Currently we are observing an issue after 2+ days of usage, We are seeing below error in devel.log.
23-Feb-2021::19:23:15.601 nbiservice-854db99b8b-lc8ks confd[9]: - ConfD started vsn: 7.3.2
26-Feb-2021::05:14:03.052 nbiservice-854db99b8b-lc8ks confd[9]: - Daemon nbi_service died
After this, our call backs are not working. We have checked application state, its up and running. we also do not see any communication between application and ConfD in the time frame where error had occured.
Could you please help me understand what could be the reason for this?
You get that “Daemon nbi_service died” when the data provider/external database daemon closed its control socket. I,e, the socket that is used for the “init” and “finish” transaction callbacks.
You should have something like this in your Java code:
// create new control socket
Socket ctrlSocket = new Socket("10.9.8.7", Conf.PORT);
// init and connect control socket
Dp dp = new Dp("nbi_service", ctrlSocket);
// register the stats callbacks
dp.registerAnnotatedCallbacks(new myTrans());
...
dp.registerDone();
// read input from the control socket
try {
while (true) dp.read();
} catch (Exception e) {
System.out.println("ConfD terminated");
}
So if you closed the above socket from your application or for example the TCP connection terminated, you will see that “Daemon nbi_service died” log entry in the developer log when ConfD is made aware that the control socket closed.
If the TCP connection closed for some reason (e.g. a timeout), your Java application should notice that too, and for example re-establish the connection.
What does your developer log (preferably with developerLogLevel set to trace) and application log (see log4j2.xml preferably at least “info” level) say?
We have only one thread doing this.

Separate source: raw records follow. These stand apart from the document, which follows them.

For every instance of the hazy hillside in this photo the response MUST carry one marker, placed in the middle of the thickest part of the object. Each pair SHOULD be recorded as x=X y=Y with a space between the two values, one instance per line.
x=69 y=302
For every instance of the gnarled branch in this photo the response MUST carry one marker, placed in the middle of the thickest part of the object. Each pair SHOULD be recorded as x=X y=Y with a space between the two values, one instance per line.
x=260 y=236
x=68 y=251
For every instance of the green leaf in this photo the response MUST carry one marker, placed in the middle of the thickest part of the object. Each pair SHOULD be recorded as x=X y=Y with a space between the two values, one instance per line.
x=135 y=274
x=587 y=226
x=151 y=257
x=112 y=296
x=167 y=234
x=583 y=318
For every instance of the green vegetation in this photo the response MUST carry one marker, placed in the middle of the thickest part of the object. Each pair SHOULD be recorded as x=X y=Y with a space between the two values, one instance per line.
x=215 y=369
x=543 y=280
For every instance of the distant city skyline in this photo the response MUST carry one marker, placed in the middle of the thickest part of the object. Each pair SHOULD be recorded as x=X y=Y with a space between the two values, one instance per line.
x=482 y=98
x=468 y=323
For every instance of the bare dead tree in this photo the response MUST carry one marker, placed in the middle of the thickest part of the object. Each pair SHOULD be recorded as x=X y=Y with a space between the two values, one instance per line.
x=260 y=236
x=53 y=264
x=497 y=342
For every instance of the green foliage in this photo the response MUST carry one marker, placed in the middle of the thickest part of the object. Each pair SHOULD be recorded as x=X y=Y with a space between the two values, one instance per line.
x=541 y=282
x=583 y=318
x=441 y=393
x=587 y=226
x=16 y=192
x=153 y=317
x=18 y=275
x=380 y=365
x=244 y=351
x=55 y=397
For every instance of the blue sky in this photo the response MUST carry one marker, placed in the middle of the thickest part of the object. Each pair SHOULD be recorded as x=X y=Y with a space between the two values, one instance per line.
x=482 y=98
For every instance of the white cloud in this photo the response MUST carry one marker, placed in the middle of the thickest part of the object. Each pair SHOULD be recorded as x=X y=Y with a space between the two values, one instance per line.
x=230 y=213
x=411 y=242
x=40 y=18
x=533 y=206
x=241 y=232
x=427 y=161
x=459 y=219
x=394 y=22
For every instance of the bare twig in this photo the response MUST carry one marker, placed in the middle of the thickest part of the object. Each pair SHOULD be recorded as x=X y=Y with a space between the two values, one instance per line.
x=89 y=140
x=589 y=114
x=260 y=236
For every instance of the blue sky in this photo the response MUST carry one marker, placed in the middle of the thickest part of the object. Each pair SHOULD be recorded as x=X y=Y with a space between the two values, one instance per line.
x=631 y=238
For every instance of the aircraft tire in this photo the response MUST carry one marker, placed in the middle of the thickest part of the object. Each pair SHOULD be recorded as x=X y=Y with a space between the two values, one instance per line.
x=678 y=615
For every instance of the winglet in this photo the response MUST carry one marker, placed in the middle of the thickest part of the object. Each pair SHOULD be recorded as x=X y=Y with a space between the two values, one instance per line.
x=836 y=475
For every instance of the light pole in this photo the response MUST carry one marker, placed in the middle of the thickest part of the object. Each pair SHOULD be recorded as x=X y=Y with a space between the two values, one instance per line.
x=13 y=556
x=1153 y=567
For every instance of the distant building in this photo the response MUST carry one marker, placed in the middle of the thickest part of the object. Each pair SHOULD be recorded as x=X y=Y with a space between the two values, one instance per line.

Our observation is, this problem comes after 2 days of longevity (Mostly no requests sent over this channel). Is there any API to know health of DataProvider object?
If the socket was closed by the peer, as you can see in the ConfInternal.java file, the socket.getInputStream().read() will return -1 and an exception will be thrown to your dp.read() function
The Java application API source code is available in $CONFD_DIR/java/jar/conf-api-src-$CONFD_VERSION.jar (use jar xvf conf-api-src-$CONFD_VERSION.jar top inflate).
See further for example here: https://stackoverflow.com/questions/10240694/java-socket-api-how-to-tell-if-a-connection-has-been-closed
dp.read is a blocking call. It doesn’t return untill there is some request on the call back. If there is a request on the call back, we see current dp.read returns and next dp.read starts. What is the behaviour of dp.read if there is no request on the call back for 2+ days?
See my previous answer where I provided a pointer to the ConfD Java API source code and a link with info on how to check a Linux socket for status.
As I wrote, the Java API used from your application use the Linux call socket.getInputStream().read() to read from the socket, and expect the Linux socket to return -1 if the peer, here the ConfD daemon close the socket or if there is for example a TCP socket timeout. As you describe your issue, your Linux socket does not detect any problem with the connection. The problem is the Linux socket, not the ConfD Java API. See for example the link I provided.